Electrocardiographic signal-averaging during atrial pacing and effect of cycle length on the terminal QRS in patients with and without inducible ventricular tachycardia.
 Electrocardiographic signal-averaging during sinus rhythm (61 to 99 beats/min) and atrial pacing (100 to 171 beats/min) were performed to determine the effect of heart rate on late potentials in 15 patients without (group 1) and 7 patients with (group 2) inducible sustained ventricular tachycardia (VT).

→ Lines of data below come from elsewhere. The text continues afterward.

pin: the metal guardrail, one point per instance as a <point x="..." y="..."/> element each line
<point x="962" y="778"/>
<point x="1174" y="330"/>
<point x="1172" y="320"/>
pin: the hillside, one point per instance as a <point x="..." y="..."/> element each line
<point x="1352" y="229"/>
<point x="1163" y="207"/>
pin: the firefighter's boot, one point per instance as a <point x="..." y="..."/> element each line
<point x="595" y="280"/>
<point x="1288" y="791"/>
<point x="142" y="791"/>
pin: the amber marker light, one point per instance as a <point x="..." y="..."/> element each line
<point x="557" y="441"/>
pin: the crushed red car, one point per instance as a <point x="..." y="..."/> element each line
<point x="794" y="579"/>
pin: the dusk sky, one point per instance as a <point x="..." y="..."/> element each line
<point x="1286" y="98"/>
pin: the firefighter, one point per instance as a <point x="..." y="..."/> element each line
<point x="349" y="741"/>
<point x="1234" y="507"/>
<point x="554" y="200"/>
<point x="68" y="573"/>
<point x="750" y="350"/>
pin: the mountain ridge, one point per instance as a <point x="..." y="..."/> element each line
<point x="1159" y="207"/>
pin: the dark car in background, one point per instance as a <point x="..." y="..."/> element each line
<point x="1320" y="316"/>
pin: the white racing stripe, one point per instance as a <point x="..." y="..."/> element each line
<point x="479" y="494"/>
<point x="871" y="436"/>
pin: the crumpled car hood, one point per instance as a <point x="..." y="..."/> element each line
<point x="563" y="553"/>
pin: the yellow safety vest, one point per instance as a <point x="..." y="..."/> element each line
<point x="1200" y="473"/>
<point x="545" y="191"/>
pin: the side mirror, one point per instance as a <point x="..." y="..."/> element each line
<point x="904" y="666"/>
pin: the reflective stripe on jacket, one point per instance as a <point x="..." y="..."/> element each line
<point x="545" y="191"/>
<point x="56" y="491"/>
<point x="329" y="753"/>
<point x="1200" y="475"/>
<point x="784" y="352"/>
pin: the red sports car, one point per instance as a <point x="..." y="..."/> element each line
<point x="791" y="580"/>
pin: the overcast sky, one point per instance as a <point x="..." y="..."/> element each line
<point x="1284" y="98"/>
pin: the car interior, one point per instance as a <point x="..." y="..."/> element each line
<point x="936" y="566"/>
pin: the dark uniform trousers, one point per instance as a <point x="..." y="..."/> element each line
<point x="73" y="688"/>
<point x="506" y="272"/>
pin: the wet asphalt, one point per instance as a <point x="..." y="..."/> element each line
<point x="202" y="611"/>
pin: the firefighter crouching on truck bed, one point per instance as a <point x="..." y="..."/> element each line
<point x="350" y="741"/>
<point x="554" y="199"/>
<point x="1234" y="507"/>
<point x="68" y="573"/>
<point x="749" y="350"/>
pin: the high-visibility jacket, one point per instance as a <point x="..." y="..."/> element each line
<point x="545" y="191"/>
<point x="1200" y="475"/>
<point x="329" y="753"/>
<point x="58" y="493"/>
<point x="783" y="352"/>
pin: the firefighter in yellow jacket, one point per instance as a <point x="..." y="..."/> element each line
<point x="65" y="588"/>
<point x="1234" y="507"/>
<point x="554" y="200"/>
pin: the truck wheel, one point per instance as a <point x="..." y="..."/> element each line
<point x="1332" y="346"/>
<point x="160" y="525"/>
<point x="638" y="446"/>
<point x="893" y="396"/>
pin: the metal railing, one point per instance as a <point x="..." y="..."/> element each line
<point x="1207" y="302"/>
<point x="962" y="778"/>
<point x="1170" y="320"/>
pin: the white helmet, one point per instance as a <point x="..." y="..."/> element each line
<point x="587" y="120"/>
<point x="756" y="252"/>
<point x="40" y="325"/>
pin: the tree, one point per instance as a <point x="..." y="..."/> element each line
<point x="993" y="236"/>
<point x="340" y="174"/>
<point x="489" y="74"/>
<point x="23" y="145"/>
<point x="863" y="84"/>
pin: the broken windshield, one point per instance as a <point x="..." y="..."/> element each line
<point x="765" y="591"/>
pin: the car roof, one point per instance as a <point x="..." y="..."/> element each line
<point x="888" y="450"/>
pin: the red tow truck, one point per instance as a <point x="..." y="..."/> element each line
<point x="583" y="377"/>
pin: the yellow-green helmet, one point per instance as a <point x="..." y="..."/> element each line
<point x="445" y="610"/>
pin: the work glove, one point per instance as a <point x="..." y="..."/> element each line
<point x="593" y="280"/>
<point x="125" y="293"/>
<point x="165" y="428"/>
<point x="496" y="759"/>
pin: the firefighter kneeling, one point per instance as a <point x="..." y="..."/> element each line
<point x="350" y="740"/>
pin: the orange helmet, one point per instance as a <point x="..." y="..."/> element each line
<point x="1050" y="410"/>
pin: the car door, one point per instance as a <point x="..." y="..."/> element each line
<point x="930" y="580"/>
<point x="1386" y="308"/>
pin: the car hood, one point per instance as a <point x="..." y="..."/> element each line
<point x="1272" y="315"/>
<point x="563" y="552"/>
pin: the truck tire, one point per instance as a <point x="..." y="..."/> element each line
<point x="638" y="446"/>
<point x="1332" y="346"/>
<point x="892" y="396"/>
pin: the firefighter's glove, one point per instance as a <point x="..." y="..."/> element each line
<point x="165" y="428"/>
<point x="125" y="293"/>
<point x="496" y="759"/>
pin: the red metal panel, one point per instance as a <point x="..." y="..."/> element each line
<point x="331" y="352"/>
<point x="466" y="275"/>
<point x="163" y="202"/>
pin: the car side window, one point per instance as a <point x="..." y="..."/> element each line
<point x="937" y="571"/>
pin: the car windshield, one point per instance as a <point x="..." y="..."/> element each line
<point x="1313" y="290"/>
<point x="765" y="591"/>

 In sinus rhythm (79 +/- 12 vs 77 +/- 12 beats/min, difference not significant), the duration of the low-amplitude signal less than 40 microV was longer in group 2 than group 1 (43 +/- 21 vs 26 +/- 8 ms, p = 0.034) and more patients had late potentials (57 vs 7%, p = 0.021), but QRS duration (121 +/- 32 vs 98 +/- 19 ms) and terminal voltage (33 +/- 33 vs 50 +/- 26 ms) were not significantly different.
 With atrial pacing in group 1 (128 +/- 16 beats/min), 3 patients developed a simultaneous decrease in terminal voltage and an increase in terminal QRS duration consistent with a late potential, but mean total and terminal durations were unchanged.

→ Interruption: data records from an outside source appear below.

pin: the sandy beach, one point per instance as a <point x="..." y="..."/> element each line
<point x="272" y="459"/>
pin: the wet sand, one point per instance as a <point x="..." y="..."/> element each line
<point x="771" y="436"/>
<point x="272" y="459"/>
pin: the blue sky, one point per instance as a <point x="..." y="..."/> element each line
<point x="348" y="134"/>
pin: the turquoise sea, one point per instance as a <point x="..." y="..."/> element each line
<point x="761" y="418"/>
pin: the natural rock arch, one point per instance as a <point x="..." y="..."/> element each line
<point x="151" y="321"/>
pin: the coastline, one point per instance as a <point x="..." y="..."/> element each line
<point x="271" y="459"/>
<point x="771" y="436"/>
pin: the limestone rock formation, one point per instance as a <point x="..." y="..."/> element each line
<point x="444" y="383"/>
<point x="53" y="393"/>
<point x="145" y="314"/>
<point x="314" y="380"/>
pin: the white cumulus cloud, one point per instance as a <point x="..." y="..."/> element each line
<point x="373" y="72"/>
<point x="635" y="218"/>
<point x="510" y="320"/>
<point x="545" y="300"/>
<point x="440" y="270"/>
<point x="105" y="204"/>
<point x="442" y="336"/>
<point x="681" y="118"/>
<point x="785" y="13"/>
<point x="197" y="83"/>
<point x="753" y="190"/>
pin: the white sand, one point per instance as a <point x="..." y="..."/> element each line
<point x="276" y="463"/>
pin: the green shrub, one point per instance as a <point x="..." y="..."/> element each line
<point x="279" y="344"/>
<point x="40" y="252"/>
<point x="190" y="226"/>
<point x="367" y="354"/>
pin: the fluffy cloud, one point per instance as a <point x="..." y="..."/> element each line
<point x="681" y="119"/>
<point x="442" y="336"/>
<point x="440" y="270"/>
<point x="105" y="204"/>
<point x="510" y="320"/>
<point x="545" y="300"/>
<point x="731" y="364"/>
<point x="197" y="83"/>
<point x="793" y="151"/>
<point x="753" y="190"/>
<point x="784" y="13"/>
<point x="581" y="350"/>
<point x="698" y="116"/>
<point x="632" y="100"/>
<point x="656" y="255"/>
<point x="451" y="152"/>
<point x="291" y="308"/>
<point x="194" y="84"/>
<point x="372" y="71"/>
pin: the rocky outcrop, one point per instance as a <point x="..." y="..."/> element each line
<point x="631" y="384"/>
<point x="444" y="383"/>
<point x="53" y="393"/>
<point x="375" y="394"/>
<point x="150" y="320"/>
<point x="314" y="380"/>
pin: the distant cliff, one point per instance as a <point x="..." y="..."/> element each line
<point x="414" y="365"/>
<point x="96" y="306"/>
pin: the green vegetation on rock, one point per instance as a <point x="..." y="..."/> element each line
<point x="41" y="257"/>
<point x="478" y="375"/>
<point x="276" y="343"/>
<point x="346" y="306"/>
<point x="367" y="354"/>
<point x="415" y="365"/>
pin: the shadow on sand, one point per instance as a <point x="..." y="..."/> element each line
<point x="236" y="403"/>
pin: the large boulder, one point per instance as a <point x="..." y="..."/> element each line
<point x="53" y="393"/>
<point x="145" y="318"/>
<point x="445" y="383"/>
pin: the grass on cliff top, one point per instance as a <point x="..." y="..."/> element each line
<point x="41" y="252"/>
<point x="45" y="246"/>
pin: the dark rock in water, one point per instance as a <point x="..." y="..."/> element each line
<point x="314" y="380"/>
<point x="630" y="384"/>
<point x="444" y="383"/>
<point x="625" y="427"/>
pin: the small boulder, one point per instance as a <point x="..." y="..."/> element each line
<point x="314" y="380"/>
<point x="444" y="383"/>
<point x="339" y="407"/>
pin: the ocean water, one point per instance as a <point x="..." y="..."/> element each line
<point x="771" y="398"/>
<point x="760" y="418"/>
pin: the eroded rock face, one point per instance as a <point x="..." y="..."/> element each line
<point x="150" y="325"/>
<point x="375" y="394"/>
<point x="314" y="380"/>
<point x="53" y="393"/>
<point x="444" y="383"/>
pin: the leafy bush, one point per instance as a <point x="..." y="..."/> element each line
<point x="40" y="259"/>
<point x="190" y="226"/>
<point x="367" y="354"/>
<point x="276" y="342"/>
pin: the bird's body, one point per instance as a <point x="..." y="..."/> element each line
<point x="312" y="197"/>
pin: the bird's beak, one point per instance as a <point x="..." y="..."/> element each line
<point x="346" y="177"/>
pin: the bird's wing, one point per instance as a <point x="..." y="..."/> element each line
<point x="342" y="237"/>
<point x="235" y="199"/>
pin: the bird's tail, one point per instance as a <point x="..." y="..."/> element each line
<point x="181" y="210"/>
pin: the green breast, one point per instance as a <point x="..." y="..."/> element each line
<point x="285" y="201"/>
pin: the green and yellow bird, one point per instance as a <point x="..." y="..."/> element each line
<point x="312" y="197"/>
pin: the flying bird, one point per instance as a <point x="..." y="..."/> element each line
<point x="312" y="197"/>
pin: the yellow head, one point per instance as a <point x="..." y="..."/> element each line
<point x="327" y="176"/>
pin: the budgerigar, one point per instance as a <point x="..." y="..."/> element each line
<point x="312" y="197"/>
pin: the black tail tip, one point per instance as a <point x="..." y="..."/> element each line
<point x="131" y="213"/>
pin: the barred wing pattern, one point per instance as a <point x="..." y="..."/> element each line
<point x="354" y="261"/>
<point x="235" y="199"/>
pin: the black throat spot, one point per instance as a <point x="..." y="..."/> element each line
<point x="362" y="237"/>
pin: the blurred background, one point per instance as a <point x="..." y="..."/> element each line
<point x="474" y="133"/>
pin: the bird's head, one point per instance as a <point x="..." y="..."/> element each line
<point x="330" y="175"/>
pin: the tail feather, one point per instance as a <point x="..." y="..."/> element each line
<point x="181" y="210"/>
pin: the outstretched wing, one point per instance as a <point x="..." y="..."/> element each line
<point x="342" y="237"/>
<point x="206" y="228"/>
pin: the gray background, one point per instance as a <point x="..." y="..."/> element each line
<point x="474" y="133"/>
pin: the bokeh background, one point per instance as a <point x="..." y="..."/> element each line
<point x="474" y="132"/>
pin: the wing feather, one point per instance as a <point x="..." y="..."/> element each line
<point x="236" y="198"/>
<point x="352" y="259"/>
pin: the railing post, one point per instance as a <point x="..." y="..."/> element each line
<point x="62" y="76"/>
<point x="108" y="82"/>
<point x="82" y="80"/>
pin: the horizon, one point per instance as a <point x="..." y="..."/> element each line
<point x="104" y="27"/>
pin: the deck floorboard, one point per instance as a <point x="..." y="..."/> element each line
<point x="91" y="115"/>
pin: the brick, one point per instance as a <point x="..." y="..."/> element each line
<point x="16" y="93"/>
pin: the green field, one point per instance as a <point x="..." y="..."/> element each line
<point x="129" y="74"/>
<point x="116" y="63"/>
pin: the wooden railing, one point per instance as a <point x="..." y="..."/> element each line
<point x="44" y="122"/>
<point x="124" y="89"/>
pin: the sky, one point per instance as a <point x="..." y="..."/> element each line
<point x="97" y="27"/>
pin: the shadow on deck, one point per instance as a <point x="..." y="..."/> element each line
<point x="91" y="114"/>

 Terminal voltage increased (50 +/- 26 to 59 +/- 40) but not significantly.
 With atrial pacing in group 2 (119 +/- 12 beats/min) all patients either had a late potential or developed a simultaneous decrease in terminal voltage and an increase in terminal QRS duration (p = 0.001 vs group 1).
 Root mean square (p = 0.001 vs group 1).
 Root mean square voltage decreased (33 +/- 23 to 22 +/- 23) and became significantly different from group 1 (p = 0.017).
 Mean QRS duration, root mean square terminal voltage and low-amplitude terminal QRS duration, however, were unchanged.